Raphael Zagury-Orly : La Nuit de la Philosophie à Tel Aviv suscite un intérêt particulier
L’Institut français d’Israël et le Goethe Institut proposent une nouvelle Nuit de la Philosophie. Le commissaire de l'événement nous parle d'une nuit de réflexion au cœur de la Ville blanche qui reflétera avant tout les soucis et les interrogations de la société israélienne

De la patience, du temps et de la lenteur pour une discipline exigeante mais qui connaît un engouement certain à Tel Aviv depuis quelques années…
Ce jeudi, dès la tombée de la nuit, les noctambules de la Ville blanche seront invités à participer à des discussions autour des principales thématiques philosophiques actuelles. Dix-neuf philosophes français et allemands de notoriété internationale et près de quatre-vingts intellectuels israéliens ont donc dit oui à cet événement culturel majeur.
Le Times of Israël est allé à la rencontre de Raphael Zagury-Orly, commissaire de l’événement et lui-même philosophe.
Le Times of Israël : Dans quel état d’esprit êtes-vous à quelques jours de cette 3ème Nuit de la philosophie qui aura donc lieu à Tel Aviv, ville cosmopolite et noctambule par excellence ? Est-ce la première fois que vous y êtes le commissaire ?

Raphael Zagury-Orly : C’est la troisième fois ! Je n’ai pas le monopole [rires] mais je suis le seul commissaire en fait de cette série. Je suis très enthousiaste, tout en étant conscient du sérieux, de la responsabilité et de l’engagement qu’exige ce type d’événement.
Cette Nuit a donc été conçue par l’Institut Français, en partenariat avec l’Institut Goethe. Elle réunit des philosophes et intellectuels français, allemands et israéliens. Quels ont été les critères essentiels pour façonner votre programme et lancer vos invitations ?
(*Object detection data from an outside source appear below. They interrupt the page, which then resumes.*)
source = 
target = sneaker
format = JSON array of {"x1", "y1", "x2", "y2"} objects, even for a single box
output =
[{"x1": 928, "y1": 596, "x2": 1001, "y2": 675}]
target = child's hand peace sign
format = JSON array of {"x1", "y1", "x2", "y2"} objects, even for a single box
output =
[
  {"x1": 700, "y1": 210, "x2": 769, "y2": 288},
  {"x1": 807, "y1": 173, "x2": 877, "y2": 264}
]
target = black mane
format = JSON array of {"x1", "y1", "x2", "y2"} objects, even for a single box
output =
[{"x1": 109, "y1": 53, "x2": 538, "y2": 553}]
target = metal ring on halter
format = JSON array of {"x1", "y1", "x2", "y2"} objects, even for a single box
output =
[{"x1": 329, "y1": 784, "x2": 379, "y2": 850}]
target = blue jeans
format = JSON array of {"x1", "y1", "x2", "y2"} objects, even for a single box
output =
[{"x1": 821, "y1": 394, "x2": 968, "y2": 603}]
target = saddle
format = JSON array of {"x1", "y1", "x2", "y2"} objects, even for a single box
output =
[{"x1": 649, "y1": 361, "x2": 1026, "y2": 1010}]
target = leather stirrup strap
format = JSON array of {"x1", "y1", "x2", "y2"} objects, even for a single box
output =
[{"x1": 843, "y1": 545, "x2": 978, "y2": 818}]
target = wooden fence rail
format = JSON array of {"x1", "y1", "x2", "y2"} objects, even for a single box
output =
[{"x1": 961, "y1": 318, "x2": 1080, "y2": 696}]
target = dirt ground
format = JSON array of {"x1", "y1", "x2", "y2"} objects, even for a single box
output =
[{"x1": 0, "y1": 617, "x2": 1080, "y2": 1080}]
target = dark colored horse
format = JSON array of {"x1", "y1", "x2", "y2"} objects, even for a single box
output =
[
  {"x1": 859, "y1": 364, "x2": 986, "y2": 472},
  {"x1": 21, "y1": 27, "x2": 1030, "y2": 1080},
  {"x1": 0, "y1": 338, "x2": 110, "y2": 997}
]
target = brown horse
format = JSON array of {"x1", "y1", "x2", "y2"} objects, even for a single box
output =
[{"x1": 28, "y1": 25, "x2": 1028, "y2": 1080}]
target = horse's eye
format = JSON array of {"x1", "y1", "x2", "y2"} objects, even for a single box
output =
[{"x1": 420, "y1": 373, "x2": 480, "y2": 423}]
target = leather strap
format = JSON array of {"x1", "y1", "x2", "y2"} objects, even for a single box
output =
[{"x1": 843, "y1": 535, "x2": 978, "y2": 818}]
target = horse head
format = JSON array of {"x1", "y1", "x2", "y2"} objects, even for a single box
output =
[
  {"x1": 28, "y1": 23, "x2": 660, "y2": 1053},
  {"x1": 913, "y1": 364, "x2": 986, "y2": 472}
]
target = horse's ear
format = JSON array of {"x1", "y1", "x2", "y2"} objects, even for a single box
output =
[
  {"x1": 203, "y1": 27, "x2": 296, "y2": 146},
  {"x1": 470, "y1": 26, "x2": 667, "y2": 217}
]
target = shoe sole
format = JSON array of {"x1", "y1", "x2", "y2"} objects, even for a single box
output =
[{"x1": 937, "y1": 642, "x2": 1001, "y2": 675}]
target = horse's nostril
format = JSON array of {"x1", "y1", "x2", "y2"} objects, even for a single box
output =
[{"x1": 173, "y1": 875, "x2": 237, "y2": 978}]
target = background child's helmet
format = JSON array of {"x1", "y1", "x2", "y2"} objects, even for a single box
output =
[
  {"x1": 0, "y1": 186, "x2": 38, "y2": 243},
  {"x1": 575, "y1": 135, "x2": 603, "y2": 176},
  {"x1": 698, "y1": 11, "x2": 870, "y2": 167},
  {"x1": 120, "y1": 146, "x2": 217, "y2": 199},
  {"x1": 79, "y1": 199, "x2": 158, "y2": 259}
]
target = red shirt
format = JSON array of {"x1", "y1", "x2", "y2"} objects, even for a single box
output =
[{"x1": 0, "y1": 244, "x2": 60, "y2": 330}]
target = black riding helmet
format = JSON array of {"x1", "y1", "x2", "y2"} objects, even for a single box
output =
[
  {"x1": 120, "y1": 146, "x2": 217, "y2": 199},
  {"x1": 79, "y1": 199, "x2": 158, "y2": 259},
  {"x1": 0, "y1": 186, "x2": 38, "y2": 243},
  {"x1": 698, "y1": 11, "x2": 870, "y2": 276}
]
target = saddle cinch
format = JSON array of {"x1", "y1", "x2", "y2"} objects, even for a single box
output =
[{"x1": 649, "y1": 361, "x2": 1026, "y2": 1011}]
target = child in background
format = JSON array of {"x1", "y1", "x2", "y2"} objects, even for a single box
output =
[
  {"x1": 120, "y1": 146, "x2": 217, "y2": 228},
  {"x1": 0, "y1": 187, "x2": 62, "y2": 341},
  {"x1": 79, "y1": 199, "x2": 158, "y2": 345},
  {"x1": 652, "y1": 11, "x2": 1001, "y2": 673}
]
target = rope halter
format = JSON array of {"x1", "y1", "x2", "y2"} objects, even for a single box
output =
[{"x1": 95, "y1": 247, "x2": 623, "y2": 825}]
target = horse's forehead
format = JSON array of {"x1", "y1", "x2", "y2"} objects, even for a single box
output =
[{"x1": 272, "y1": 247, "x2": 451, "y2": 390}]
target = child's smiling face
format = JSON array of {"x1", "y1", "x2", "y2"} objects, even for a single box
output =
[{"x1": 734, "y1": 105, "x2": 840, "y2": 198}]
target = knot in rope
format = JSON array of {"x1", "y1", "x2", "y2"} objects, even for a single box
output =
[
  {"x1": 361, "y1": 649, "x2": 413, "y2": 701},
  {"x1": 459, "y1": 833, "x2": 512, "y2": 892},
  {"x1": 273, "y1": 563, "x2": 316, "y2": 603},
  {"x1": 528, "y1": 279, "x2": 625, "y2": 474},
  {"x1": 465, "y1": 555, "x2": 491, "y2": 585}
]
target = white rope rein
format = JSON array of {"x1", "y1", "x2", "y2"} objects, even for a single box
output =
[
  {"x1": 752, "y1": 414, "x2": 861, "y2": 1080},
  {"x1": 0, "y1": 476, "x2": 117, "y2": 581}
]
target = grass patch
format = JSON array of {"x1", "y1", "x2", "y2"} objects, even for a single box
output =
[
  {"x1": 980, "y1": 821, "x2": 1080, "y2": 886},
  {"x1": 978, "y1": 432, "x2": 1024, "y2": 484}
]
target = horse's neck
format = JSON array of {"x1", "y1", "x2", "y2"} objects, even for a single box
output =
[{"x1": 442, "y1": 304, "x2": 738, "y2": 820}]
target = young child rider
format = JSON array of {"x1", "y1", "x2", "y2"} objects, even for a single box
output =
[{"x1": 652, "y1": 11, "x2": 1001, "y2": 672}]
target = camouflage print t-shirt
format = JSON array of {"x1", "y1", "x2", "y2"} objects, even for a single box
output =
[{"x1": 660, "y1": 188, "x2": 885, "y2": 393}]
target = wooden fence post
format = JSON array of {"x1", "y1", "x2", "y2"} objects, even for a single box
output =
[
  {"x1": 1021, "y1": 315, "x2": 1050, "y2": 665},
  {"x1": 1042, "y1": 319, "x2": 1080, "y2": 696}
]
D’abord, a Nuit de la Philosophie est un projet défendu par les Instituts Français de par le monde. Nous avons donc commencé il y a trois ans à organiser cet événement en Israël.
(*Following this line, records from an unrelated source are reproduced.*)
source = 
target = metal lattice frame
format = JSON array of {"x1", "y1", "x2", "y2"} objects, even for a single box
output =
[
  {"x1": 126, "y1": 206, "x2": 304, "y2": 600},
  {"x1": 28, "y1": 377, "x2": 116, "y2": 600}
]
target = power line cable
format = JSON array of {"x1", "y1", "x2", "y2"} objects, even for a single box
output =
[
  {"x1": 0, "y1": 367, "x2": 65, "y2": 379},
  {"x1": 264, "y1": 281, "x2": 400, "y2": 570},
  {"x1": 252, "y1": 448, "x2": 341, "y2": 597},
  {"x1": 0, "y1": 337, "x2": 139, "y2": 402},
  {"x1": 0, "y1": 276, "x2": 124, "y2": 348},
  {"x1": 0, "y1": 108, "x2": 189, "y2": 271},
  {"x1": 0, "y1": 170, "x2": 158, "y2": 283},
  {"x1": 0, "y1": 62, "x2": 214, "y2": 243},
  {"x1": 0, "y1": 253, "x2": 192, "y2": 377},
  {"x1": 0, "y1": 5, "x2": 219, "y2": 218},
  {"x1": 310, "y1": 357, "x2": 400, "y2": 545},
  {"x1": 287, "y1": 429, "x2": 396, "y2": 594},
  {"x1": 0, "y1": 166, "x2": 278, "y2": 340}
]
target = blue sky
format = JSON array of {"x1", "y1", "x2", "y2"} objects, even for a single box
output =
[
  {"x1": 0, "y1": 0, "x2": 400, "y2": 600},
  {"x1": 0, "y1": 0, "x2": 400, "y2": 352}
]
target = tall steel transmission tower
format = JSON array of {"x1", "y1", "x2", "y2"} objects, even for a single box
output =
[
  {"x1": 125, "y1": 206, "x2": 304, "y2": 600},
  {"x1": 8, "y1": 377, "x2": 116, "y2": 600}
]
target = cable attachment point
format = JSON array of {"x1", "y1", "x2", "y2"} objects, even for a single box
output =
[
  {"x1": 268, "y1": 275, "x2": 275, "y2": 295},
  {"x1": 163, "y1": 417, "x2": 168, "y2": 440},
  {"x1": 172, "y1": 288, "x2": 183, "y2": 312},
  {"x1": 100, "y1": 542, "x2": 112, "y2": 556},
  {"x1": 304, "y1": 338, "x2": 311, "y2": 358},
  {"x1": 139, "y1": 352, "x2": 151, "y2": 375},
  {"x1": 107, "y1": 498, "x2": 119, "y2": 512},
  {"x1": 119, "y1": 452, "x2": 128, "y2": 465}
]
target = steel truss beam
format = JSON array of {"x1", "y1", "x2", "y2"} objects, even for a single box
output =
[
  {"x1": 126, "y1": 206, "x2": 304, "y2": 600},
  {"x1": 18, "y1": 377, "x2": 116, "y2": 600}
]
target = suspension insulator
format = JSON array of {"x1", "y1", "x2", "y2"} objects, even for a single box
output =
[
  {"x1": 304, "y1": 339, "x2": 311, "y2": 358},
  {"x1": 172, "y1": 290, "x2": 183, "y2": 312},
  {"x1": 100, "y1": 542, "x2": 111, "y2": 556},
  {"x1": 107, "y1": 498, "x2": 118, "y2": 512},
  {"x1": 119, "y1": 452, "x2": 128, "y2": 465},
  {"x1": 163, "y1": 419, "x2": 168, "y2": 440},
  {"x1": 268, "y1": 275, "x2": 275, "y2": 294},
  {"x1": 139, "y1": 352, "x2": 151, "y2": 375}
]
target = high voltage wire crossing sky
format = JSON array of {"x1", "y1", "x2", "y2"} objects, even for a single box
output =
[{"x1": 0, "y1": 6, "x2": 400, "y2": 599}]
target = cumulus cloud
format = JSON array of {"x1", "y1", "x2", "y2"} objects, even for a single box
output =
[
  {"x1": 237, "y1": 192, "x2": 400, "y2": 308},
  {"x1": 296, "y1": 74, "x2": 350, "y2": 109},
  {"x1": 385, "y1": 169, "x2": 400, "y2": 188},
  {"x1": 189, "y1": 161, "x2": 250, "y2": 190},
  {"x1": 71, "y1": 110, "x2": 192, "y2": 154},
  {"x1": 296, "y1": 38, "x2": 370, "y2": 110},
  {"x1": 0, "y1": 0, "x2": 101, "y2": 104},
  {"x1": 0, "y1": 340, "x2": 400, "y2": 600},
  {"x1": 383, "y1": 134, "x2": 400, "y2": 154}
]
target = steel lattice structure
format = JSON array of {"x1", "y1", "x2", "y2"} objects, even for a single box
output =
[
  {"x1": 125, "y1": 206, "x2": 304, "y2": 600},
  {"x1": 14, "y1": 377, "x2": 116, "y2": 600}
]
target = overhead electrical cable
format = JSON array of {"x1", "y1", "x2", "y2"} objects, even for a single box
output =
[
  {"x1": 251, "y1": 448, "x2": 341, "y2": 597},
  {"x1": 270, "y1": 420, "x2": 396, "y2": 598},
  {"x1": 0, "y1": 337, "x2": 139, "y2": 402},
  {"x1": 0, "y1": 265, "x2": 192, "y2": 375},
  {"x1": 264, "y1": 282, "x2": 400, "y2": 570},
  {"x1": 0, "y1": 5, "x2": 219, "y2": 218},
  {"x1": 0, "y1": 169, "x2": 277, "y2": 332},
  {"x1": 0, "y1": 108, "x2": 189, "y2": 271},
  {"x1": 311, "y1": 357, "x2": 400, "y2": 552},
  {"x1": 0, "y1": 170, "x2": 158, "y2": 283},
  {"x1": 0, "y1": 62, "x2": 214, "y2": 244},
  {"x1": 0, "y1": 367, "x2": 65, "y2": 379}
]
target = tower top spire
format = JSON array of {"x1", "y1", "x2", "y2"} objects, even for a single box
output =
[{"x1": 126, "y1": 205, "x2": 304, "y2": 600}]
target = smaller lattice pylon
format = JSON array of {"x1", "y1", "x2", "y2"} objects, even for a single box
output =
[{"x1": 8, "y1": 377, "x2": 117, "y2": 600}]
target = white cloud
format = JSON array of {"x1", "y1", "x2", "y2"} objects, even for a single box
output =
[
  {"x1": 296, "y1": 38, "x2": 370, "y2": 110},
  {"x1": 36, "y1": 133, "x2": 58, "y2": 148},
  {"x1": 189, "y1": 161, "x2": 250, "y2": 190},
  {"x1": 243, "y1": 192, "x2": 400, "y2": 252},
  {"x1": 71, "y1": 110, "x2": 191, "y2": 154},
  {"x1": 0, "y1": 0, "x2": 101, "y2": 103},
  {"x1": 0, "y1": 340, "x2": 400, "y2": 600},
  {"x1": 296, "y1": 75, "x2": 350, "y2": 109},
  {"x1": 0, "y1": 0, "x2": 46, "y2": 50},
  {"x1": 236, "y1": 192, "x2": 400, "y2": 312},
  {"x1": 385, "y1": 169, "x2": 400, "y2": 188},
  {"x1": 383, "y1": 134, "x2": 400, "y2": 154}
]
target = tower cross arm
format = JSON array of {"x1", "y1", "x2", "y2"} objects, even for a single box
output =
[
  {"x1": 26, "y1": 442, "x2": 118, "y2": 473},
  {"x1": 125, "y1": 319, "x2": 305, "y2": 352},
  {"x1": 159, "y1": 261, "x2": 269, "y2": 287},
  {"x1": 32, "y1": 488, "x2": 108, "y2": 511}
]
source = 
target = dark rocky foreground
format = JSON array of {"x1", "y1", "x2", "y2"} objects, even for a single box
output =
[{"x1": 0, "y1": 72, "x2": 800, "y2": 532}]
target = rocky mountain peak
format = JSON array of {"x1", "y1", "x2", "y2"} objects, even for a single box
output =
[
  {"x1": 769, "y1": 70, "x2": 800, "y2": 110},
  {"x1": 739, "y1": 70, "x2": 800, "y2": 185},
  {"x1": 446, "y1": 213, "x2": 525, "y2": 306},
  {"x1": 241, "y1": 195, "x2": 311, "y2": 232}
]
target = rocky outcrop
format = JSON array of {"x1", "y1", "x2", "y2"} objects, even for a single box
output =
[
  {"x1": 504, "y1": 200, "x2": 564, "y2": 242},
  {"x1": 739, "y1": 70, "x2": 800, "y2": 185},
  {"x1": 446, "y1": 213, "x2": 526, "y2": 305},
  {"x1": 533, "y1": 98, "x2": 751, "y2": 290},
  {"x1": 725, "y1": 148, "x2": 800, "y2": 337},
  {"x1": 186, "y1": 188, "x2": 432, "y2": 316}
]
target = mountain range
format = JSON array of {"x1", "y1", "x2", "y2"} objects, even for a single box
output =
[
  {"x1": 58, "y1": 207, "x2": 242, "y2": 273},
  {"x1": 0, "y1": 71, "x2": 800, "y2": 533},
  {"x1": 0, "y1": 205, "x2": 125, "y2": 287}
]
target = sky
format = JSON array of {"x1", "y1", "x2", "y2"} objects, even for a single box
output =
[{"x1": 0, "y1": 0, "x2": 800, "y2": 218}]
Nous le faisons cette année, pour la seconde fois, avec le Goethe Institut. La France et l’Allemagne sont quand même les deux grandes puissances philosophiques, les deux pays de la grande tradition philosophique européenne. C’est donc dans la filiation de ces deux traditions que j’organise cette Nuit de la philosophie. Et pour répondre de manière encore plus spécifique à votre question, elle se fera en fonction de ce que je crois être les soucis et les interrogations de la société israélienne.
C’est à partir du contexte israélien, de ce que je connais de la vie intellectuelle et désirs, que j’organise cette Nuit de la philosophie. Avec aussi, évidemment, ma connaissance et ma culture de l’actualité sociologique française et allemande et des situations philosophiques dans ces deux pays – car je suis moi-même de formation franco-allemande.
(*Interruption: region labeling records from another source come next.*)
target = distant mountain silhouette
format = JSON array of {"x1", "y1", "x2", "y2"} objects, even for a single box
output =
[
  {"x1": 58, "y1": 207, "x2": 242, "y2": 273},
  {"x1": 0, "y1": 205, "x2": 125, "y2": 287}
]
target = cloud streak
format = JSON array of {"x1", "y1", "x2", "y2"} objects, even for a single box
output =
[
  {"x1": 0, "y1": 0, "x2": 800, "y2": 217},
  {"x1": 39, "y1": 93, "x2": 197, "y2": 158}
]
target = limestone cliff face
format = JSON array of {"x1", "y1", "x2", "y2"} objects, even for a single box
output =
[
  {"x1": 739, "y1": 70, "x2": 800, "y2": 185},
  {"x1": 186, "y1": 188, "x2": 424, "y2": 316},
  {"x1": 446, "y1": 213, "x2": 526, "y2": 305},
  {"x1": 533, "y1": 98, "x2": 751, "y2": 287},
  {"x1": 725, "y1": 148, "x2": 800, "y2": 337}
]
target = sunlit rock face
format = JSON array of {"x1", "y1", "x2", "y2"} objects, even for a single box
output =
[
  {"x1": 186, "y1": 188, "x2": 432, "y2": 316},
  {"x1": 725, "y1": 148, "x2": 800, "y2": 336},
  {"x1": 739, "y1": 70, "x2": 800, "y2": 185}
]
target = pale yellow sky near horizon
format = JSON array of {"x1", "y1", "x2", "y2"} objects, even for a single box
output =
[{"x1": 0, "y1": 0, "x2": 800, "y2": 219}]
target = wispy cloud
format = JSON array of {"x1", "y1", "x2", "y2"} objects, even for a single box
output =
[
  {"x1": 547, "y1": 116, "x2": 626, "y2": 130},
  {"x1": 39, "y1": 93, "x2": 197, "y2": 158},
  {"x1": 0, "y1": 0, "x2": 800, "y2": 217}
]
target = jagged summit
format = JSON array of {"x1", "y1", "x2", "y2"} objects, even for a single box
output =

Savez-vous si des invités venant de France ont subi des pressions du BDS pour ne pas venir ?
Non pas du tout. Pas à ma connaissance. Je vais vous dire, les invités se montrent particulièrement enthousiastes en venant ici. Ce n’est pas du tout pour m’en vanter, il y a des Nuits de la Philosophie dans le monde entier, dans les grandes capitales européennes et aux États-Unis, mais la Nuit de la Philosophie à Tel Aviv suscite un intérêt particulier à la fois auprès des Israéliens mais aussi auprès de nos invités.
D’abord parce que le public se déplace en très grand nombre, mais aussi parce que je crois que la société israélienne, et probablement une certaine culture juive ou une certaine idée du judaïsme, intéresse beaucoup les philosophes. Ce contexte israélien, proche-oriental, avec ses références à l’histoire du vingtième-siècle et à l’histoire du judaïsme intéresse beaucoup les Européens, les Français et les Allemands en l’occurrence.
Ils viennent vraiment pour la plupart avec un intérêt et un entrain particulier. Si certains déclinent l’invitation, ce ne sont jamais à ma connaissance pour des raisons politiques, mais pour des raisons strictement professionnelles.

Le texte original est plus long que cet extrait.